The explanation they got was either dishearteningly honest or poorly worded.

"There was concern that a lot of kids would change the complexion … and the atmosphere of the club," John Duesler, President of The Valley Swim Club said in a statement.


While the parents await an apology, the camp is scrambling to find a new place for the kids to beat the summer heat.


UPDATE: But the kids will get to swim, thank goodness:

Campers "Complexion" No Problem for New Pool

U.S. Senator looking into accusations of racism

By VINCE LATTANZIO

Updated 10:06 PM EDT, Wed, Jul 8, 2009. NBC Philadelphia


For kids in the summertime, there's nothing better than jumping full-speed into a pool to cool off. [...]


They just wanna swim.


So the staff at Girard College, a private Philadelphia boarding school for children who live in low-income and single parent homes, stepped in and offered their pool.


"We had to help," said Girard College director of Admissions Tamara Leclair. "Every child deserves an incredible summer camp experience."


The school already serves 500 campers of its own, but felt they could squeeze in 65 more – especially since the pool is vacant on the day the Creative Steps had originally planned to swim.


"I'm so excited," camp director Alethea Wright exclaimed.

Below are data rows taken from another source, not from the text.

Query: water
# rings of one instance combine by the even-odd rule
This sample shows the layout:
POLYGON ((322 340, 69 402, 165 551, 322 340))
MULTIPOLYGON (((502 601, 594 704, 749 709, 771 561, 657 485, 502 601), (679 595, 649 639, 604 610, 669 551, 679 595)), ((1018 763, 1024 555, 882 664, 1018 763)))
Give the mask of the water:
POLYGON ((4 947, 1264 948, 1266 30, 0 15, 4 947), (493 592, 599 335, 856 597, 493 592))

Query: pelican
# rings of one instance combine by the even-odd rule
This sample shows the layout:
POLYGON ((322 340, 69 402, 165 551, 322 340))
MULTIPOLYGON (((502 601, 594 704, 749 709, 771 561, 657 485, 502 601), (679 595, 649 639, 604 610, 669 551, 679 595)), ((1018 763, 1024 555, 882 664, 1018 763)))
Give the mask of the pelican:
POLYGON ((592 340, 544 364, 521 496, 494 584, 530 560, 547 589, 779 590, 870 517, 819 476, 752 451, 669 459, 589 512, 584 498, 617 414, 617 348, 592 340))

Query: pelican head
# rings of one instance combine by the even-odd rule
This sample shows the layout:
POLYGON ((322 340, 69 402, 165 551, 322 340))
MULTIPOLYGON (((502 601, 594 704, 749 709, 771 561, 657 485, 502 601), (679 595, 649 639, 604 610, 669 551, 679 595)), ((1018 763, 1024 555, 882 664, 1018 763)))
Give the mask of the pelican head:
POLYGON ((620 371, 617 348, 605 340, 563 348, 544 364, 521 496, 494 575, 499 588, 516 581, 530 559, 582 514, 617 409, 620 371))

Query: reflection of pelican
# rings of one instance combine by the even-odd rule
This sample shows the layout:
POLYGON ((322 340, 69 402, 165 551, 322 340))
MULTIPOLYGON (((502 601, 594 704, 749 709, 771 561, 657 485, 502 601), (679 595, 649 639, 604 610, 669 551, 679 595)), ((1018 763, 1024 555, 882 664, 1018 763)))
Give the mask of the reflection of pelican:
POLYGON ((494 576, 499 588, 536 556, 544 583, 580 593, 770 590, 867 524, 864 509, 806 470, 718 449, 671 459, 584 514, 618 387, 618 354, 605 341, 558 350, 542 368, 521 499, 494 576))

There are still a few logistical nuisances like insurance the organizations have to work out, but it seems the campers will not stay dry for long.


The banning has caused so much controversy that U.S. Senator Arlen Specter (D-Pa.) plans to launch an investigation into the discrimination claim.


"The allegations against the swim club as they are reported are extremely disturbing," Specter said in a statement. "I am reaching out to the parties involved to ascertain the facts. Racial discrimination has no place in America today."